The way the Pumpkin scenario was explain to me is yes it's all fiber so it'll make runny stool solid; but it'll also wrap around and encase most any object in the gut-intestine allowing it to pass without damage. Worked such on a pretty mean stick that one of my dogs accidentally swallowed, resulting in serious constipation and bloody stool, I was pretty happy to see that orange goo exit the body, saved us from surgery. 

I wouldn't worry to much about a leather collar (w/o the hard-ware); it's a pretty natural material, I've loss a bunch of those to different dogs, but never had a problem with them passing, be glad most dogs seem smart enough not to eat the metal pieces .


----------



## Chris Atkinson (Jan 3, 2003)

metalone67 said:


> *May sound mean, but give him a collar and if he takes it, kick his ass till he learns to leave them alone.
> *Personally I think he'll be fine as a leather collar is much softer and should pass, look at what rawhides are made of and dogs pass them all the time.


I added the bold. 

Yes, it does sound mean. The way that it is worded, it is not representative of good dog training.

Chris


----------



## 2tall (Oct 11, 2006)

Colonel Blimp said:


> *TT* posted
> Yupp.
> 
> Sometimes training issues between US and UK can be misunderstood, so I may have got this wrong or perhaps I haven't grasped all that's going on, but on the face of it I see a known chewer in a kennel wearing or having access to a chewable collar. Why? What is to be gained?

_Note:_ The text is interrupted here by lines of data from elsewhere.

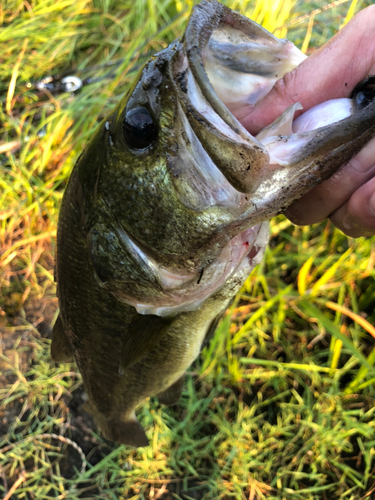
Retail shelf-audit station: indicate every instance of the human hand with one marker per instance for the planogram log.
(348, 197)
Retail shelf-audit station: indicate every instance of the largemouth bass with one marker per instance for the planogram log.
(165, 213)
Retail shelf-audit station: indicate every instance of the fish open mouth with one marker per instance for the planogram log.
(222, 66)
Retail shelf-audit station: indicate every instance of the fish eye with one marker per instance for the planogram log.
(139, 128)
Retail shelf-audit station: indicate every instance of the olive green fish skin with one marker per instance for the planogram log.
(170, 230)
(95, 323)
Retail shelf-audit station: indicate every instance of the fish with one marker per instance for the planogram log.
(166, 211)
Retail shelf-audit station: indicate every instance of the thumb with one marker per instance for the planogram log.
(330, 73)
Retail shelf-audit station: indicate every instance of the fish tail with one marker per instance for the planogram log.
(128, 432)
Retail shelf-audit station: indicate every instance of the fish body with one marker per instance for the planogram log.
(165, 213)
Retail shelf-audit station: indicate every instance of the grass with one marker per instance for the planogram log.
(280, 405)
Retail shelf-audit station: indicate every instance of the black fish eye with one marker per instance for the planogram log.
(139, 128)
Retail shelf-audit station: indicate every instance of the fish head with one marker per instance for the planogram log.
(173, 188)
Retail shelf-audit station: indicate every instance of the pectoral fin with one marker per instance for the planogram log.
(60, 347)
(143, 334)
(171, 395)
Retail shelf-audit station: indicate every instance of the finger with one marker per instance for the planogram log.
(331, 72)
(357, 217)
(324, 199)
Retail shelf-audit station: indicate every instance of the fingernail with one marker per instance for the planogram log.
(348, 222)
(372, 204)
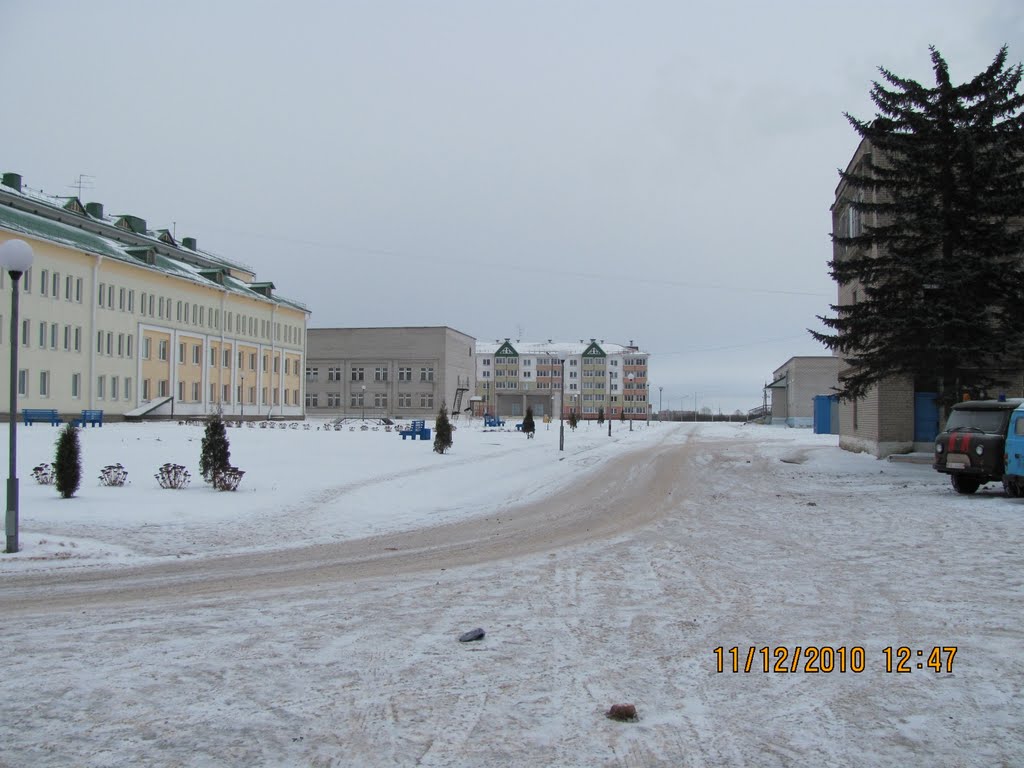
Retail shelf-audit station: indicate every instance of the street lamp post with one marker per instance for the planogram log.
(561, 409)
(15, 257)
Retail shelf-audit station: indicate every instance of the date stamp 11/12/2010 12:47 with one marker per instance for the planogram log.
(827, 658)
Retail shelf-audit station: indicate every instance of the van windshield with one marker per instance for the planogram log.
(993, 422)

If the dog is secured, take the b****y thing off; better yet never put it on unless the situation demands it by law or statute. My lot hardly wear a collar of any sort from one years end to the next.
> ...


Eug, I NEVER leave the collar on in the kennel. The only time my dogs wear them is for hiking trails or in town where the local dog police like to see that bit of bling hanging off their necks! We had been to town the day before, and in haste I put the collar down on top of a box about a foot await from the kennel. I underestimated his determination and reach! No more.

For goin2dirt, he seems just fine today, but I didnt see any bits of leather in the morning delivery so I think I'm going ahead with more pumpkin.


----------



## Jay Dangers (Feb 19, 2008)

2tall said:


> I just brought my 3 year old in from his kennel and found the buckle and d-ring of a leather collar, still attached to a small bit of the leather. The remainder of the collar, about 20", nowhere in sight. He did this two years ago with a smaller, synthetic fiber collar. All came out fine in the end . I had put the collar on top of a cooler outside his kennel. He must have been able to reach his paw through and drag it in. I am planning on feeding him a bunch of pumpkin, (there goes Thursday's pie) and keeping a close eye on him. I am afraid inducing vomiting might be rougher on his insides than getting rid of it in the conventional way. Any thoughts? I will of course head straight for the vet at the first sign of discomfort or stress!


After reading all your post to other people, I can't believe how careless you are with your dogs. YOU should have known the possibility of your dog getting the collar. I truly hope you do some serious soul searching!!! I hope nothing bad happens to the dog!


----------



## Chris Atkinson (Jan 3, 2003)

Jay Dangers said:


> After reading all your post to other people, I can't believe how careless you are with your dogs. YOU should have known the possibility of your dog getting the collar. I truly hope you do some serious soul searching!!! I hope nothing bad happens to the dog!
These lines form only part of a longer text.